The cosmonauts started emergency evacuation procedures, fearing that the hull had been pierced and they were losing air. After a few minutes it became clear that the air pressure was not dropping, and they began to explore the station to find the cause, eventually finding a 3.8 cm impact crater in an observation port. Luckily, the impact had not pierced all the layers in the window.

This particular incident was attributed by the Soviets to the Delta Aquarid shower, but there is also the possibility that it was caused by man-made space debris -- something Lyakhov himself later contributed to by casting off junk during his November 1 1983 spacewalk.
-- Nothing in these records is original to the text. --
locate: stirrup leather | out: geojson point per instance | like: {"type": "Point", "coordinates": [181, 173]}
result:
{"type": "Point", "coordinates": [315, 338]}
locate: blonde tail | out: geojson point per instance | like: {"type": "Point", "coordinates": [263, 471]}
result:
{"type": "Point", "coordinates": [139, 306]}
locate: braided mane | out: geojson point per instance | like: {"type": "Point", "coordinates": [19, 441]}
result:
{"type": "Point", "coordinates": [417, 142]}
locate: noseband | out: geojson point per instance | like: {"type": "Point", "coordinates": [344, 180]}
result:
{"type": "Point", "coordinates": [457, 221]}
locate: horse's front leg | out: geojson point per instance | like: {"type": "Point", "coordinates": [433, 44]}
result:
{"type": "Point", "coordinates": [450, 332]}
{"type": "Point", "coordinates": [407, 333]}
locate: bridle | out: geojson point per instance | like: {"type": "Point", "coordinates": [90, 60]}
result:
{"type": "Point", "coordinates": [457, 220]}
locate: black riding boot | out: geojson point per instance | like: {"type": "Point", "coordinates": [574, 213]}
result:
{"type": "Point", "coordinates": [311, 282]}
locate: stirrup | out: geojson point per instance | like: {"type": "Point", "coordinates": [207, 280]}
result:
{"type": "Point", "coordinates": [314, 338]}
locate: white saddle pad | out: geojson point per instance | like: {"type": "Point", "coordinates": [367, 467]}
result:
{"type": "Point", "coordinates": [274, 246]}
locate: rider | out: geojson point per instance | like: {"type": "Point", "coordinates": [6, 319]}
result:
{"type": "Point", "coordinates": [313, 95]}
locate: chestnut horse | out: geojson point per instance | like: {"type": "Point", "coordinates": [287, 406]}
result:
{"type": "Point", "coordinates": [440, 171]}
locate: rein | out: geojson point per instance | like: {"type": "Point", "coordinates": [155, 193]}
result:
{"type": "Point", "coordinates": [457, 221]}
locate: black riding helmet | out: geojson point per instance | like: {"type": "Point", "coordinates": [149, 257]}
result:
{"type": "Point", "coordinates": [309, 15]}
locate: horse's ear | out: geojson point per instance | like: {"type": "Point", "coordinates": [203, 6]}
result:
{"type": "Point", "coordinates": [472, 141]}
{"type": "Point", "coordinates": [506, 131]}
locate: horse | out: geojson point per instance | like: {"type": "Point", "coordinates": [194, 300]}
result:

All subsequent Russian space station modules have had armored covers over their view ports that are supposed to be closed when not in use.

Aleksandrov later went on to work for the Energiya Design Bureau on rescue systems, and in 1989 he compiled some interesting numbers on spaceflight 'anomalies' during the Vostok, Mercury, Voskhod, Gemini, Soyuz, Apollo and Soyuz series:
  • over 30% were due to human failures
  • 21% were control system failures
  • 85% had no impact on the mission
  • 6% required the use of backup systems
  • 2.5% were self-correcting
  • 0.5% had both the primary and secondary backup systems fail

Pity there is no comparison with Shuttle.

There is an amazing amount of debris in space around the Earth. J-Track 3D is the best Java applet illustration I have seen of the sheer number of satellites that orbit the Earth (and for teaching orbital mechanics, for that matter). If you consider the number of tiny particles that each rocket booster generated in placing these items in orbit, you can get a general idea of how much of a man-made hazard we have put into orbit. Tiny, brilliant pebbles indeed.

*There is some disagreement in the literature over whether this happened on July 25 or July 27.